Presenting Author Kwame Nkrumah University of Science and Technology
For a long time, non-resolving inflammation has been the bane of our existence [1]. Currently, there are varying treatment and management options for inflammatory conditions. However, the search for newer, alternative management options continues unabated. A key focus of our research is the identification of lead compounds and therapeutically viable compounds from plants. One such compound isolated from Xylopia aethiopica is the kaurene diterpene, xylopic acid (XA). The anti-inflammatory potential of XA has been established from our previous studies [2, 3]. This current work sets out to identify potential molecular targets of xylopic acid in in vitro and cell-based assays. The selection of these investigated targets was based on the proven bioactivity of xylopic acid as a potential anti-inflammatory agent and on predictions from the Spider target prediction webtool. Reporter gene assays were used to test for altered NF-kB and Nrf2 activities in transfected HEK or CHO cells, respectively. XA at 30 µM significantly (plt;0.001) inhibited the NF-kB-dependent reporter gene expression (Fig. 1) and enhanced activation of Nrf2 in a concentration-dependent manner when compared to the control (Fig. 2). Our findings suggest that the anti-inflammatory mechanism of XA entails the inhibitory effect on NF-kB and an increased activity of Nrf2.

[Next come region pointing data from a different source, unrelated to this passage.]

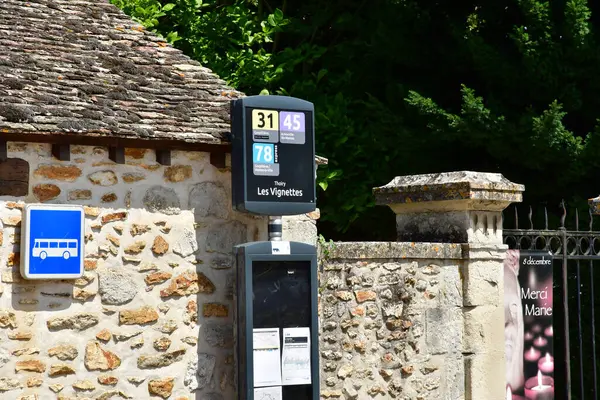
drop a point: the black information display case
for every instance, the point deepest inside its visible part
(276, 291)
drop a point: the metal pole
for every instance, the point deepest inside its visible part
(565, 278)
(275, 228)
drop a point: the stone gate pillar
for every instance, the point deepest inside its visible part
(464, 207)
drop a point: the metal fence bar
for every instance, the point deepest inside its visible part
(595, 363)
(563, 232)
(580, 332)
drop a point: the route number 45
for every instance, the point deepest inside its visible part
(263, 153)
(292, 121)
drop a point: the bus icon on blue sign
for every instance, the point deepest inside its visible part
(65, 248)
(52, 240)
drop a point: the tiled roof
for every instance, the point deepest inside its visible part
(71, 67)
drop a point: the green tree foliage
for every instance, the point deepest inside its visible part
(413, 86)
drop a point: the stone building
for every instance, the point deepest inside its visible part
(95, 110)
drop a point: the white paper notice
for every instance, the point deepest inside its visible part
(267, 357)
(295, 369)
(270, 393)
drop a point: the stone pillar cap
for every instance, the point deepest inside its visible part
(460, 190)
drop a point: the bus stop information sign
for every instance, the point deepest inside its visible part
(52, 241)
(273, 155)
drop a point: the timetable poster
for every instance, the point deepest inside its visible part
(528, 330)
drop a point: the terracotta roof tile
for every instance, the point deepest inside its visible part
(85, 68)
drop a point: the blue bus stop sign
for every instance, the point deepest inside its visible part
(52, 243)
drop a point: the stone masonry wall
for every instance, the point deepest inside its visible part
(152, 315)
(391, 321)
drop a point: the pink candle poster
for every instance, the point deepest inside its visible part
(528, 331)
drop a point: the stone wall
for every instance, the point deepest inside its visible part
(391, 321)
(152, 314)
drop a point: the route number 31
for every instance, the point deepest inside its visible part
(263, 153)
(265, 119)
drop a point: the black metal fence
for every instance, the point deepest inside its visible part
(575, 247)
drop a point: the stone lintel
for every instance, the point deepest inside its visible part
(395, 251)
(449, 207)
(449, 191)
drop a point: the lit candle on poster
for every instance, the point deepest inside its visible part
(532, 355)
(510, 396)
(546, 364)
(539, 387)
(540, 342)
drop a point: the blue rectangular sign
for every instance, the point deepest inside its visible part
(52, 243)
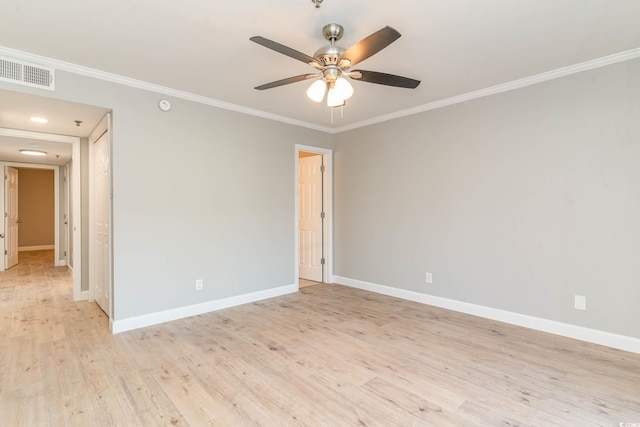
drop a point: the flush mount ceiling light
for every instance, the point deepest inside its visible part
(333, 64)
(33, 152)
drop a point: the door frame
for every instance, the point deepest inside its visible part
(77, 212)
(327, 195)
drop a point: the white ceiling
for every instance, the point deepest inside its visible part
(452, 46)
(16, 111)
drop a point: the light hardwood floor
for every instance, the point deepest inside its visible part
(326, 356)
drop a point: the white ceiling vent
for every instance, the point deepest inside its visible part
(26, 74)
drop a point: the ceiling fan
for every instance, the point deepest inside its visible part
(333, 64)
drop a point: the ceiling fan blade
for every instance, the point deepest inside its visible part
(384, 79)
(292, 53)
(370, 46)
(286, 81)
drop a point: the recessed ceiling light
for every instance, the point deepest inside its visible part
(33, 152)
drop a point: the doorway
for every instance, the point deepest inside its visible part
(313, 214)
(41, 216)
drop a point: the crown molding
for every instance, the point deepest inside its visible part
(139, 84)
(504, 87)
(16, 133)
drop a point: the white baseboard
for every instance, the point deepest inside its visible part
(151, 319)
(83, 296)
(35, 248)
(595, 336)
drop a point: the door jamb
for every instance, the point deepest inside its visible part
(327, 271)
(103, 127)
(77, 209)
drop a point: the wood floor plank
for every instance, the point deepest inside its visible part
(325, 356)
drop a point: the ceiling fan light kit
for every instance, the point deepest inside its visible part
(334, 63)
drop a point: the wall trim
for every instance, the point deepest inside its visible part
(139, 84)
(27, 134)
(151, 319)
(594, 336)
(504, 87)
(36, 248)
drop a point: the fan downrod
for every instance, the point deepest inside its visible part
(332, 32)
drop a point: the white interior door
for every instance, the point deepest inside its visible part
(11, 217)
(310, 220)
(101, 227)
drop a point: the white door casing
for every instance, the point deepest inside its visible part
(310, 217)
(11, 217)
(101, 283)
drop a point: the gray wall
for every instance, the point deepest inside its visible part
(516, 201)
(198, 193)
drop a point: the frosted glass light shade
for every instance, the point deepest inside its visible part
(316, 90)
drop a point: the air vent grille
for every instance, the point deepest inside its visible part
(23, 73)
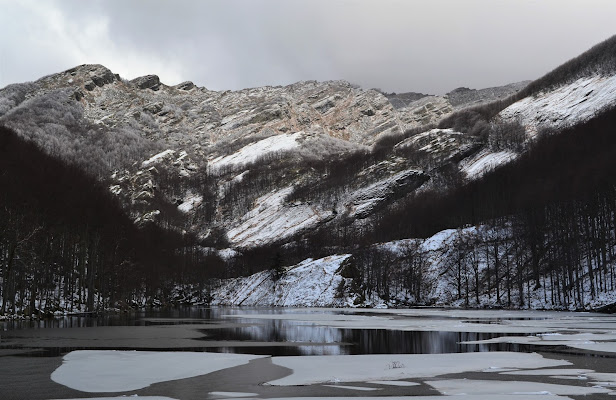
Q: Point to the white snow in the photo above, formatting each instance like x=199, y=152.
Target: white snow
x=252, y=152
x=359, y=388
x=271, y=219
x=568, y=105
x=460, y=397
x=358, y=368
x=603, y=342
x=123, y=398
x=190, y=202
x=311, y=282
x=96, y=371
x=433, y=141
x=485, y=161
x=456, y=387
x=363, y=200
x=157, y=158
x=233, y=395
x=394, y=383
x=549, y=371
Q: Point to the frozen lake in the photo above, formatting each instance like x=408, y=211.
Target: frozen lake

Figure 1. Influence of xylopic acid on NF-kB activation. Values (luminescence/fluorescence) are mean ± SD, n = 3, ***p < 0.001 compared to the control (One-way ANOVA followed by Dunnett’s post hoc test).; Figure 2. Influence of xylopic acid on Nrf2 activation. Values (luminescence/ fluorescence) are mean ± SD, n = 3, *p < 0.05, ***p < 0.001 compared to the control (One-way ANOVA followed by Dunnett’s post hoc test).